Billmon writes from the Whiskey Bar:
The reasons for the CPA's FEMA-like failures were both polymorphous and perverse, but the biggest problem (not counting the complete lack of pre-war planning, the petty bureacratic squabbles between Defense and State, the utter cluelessness of Doug Feith and Donald Rumsfeld, and the sheer absurdity of trying to govern Iraq with a few thousand Americans, most of whom didn't speak Arabic and couldn't have found Baghdad on a map before they arrived -- and in some cases even after they did) was the Cheney Administration's deliberate decision to fill the CPA's ranks almost entirely with GOP party workers, campaign donors, hack politicians, think tank interns and assorted relatives of neocon VIPs, like Michael Ledeen's daughter. Thus the nickname. I'm tempted to call it the Mayor Richard J. Daley theory of colonial administration, but his patronage machine actually managed to deliver public services. .... But it wasn't the Washington Post or the New York Times or The Wall Street Journal or any of the other corporate media that originally broke the story. It was the blogosphere's own Josh Marshall, Laura Rozen (of War and Piece) and Colin Soloway, writing for the Washington Monthly, in December 2003. That was almost three years ago. And now -- only now -- it's showing up on the front page of a major national newspaper.

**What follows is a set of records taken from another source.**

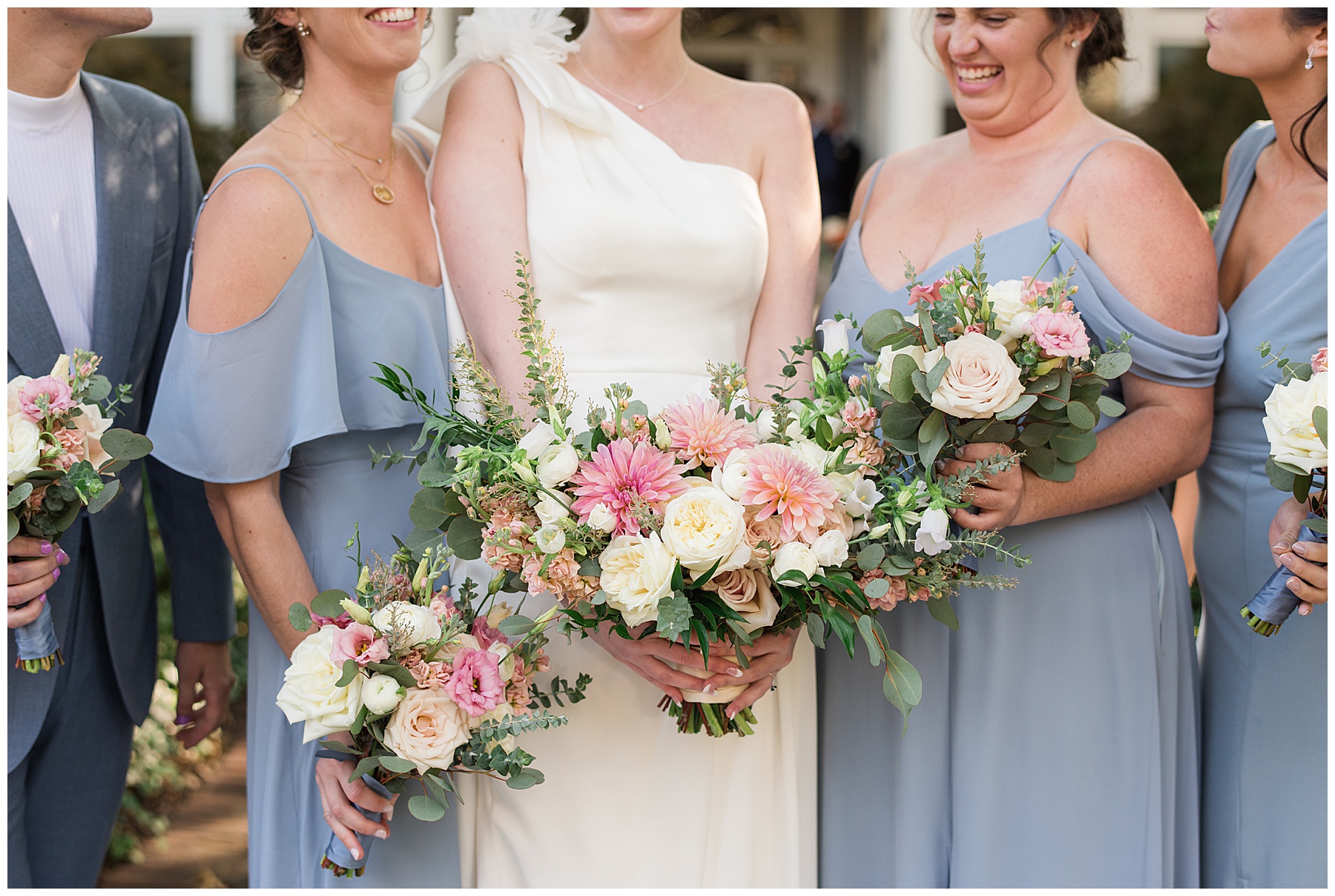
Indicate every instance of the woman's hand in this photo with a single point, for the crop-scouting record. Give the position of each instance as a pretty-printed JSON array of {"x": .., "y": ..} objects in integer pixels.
[
  {"x": 999, "y": 497},
  {"x": 768, "y": 655},
  {"x": 1298, "y": 557},
  {"x": 647, "y": 659},
  {"x": 35, "y": 570},
  {"x": 338, "y": 796}
]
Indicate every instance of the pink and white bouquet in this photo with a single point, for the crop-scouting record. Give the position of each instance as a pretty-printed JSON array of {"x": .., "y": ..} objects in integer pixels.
[
  {"x": 62, "y": 457},
  {"x": 426, "y": 687},
  {"x": 709, "y": 522},
  {"x": 1299, "y": 465},
  {"x": 1007, "y": 362}
]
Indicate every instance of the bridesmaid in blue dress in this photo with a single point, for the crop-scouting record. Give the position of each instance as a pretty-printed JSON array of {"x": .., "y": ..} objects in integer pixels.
[
  {"x": 300, "y": 280},
  {"x": 1056, "y": 742},
  {"x": 1263, "y": 700}
]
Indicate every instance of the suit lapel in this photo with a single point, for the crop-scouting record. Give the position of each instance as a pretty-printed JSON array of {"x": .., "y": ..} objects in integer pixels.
[
  {"x": 33, "y": 340},
  {"x": 126, "y": 193}
]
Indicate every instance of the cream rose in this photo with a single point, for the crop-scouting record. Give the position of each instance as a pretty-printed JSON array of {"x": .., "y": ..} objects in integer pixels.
[
  {"x": 637, "y": 575},
  {"x": 704, "y": 527},
  {"x": 310, "y": 691},
  {"x": 1288, "y": 422},
  {"x": 981, "y": 380},
  {"x": 24, "y": 448},
  {"x": 426, "y": 728}
]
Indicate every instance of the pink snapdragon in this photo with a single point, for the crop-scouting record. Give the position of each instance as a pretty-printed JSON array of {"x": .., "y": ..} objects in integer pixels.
[
  {"x": 475, "y": 684},
  {"x": 1059, "y": 334}
]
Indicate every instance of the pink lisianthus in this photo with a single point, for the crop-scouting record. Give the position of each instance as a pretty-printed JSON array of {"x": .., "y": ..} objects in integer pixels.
[
  {"x": 475, "y": 684},
  {"x": 702, "y": 433},
  {"x": 1059, "y": 334},
  {"x": 782, "y": 484},
  {"x": 46, "y": 397},
  {"x": 360, "y": 644},
  {"x": 625, "y": 477}
]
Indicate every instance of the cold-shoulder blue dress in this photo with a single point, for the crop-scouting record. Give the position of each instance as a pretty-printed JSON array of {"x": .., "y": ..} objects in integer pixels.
[
  {"x": 1056, "y": 742},
  {"x": 291, "y": 392},
  {"x": 1263, "y": 700}
]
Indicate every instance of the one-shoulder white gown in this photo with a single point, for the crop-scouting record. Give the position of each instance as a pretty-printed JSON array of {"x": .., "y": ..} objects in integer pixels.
[{"x": 649, "y": 266}]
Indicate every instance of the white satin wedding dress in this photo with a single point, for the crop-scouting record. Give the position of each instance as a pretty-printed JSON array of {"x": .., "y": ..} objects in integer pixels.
[{"x": 647, "y": 267}]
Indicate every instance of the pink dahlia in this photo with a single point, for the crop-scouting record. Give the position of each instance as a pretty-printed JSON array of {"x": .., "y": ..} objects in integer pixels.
[
  {"x": 702, "y": 433},
  {"x": 475, "y": 684},
  {"x": 781, "y": 484},
  {"x": 622, "y": 477}
]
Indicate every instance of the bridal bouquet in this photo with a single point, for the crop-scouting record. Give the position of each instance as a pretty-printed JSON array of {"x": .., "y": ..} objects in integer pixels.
[
  {"x": 707, "y": 522},
  {"x": 1006, "y": 362},
  {"x": 426, "y": 685},
  {"x": 1295, "y": 425},
  {"x": 60, "y": 449}
]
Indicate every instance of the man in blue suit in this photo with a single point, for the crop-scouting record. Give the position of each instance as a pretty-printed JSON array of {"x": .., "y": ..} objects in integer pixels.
[{"x": 103, "y": 191}]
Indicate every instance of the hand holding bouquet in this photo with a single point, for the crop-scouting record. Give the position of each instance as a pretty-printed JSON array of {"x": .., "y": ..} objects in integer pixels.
[
  {"x": 1295, "y": 425},
  {"x": 425, "y": 685},
  {"x": 60, "y": 448}
]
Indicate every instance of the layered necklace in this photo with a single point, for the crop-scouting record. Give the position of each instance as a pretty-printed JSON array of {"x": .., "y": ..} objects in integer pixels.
[
  {"x": 380, "y": 188},
  {"x": 639, "y": 107}
]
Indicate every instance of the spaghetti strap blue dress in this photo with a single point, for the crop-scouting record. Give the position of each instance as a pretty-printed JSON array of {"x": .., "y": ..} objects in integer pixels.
[
  {"x": 1263, "y": 700},
  {"x": 1056, "y": 742},
  {"x": 291, "y": 392}
]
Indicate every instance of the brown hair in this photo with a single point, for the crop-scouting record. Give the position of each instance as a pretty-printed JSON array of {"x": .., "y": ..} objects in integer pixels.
[
  {"x": 1107, "y": 40},
  {"x": 277, "y": 48}
]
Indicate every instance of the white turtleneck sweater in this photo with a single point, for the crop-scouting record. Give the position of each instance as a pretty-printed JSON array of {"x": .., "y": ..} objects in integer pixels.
[{"x": 53, "y": 200}]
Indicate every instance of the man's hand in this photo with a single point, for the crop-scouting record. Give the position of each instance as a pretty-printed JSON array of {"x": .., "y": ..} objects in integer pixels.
[{"x": 205, "y": 671}]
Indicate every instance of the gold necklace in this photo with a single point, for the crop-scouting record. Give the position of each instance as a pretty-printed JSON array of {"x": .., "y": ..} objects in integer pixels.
[
  {"x": 640, "y": 107},
  {"x": 380, "y": 190}
]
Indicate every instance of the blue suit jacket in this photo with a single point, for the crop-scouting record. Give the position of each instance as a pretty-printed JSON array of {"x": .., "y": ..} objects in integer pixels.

Yes. Thanks for the SideKick, once again, for a great recommendation for dinner & the inspiration for this post. Oh yes, this is a whitefish:



They are a lot of fun in that incarnation, but just as much fun, in the hands of a good person, in this form:

1 comment:

Anonymous said...

With apologies to Jon Stewart this whole thing in Iraq is the work of our MESS-ianic president who was supported in his election by a Pope who should more properly be named Ratzo I.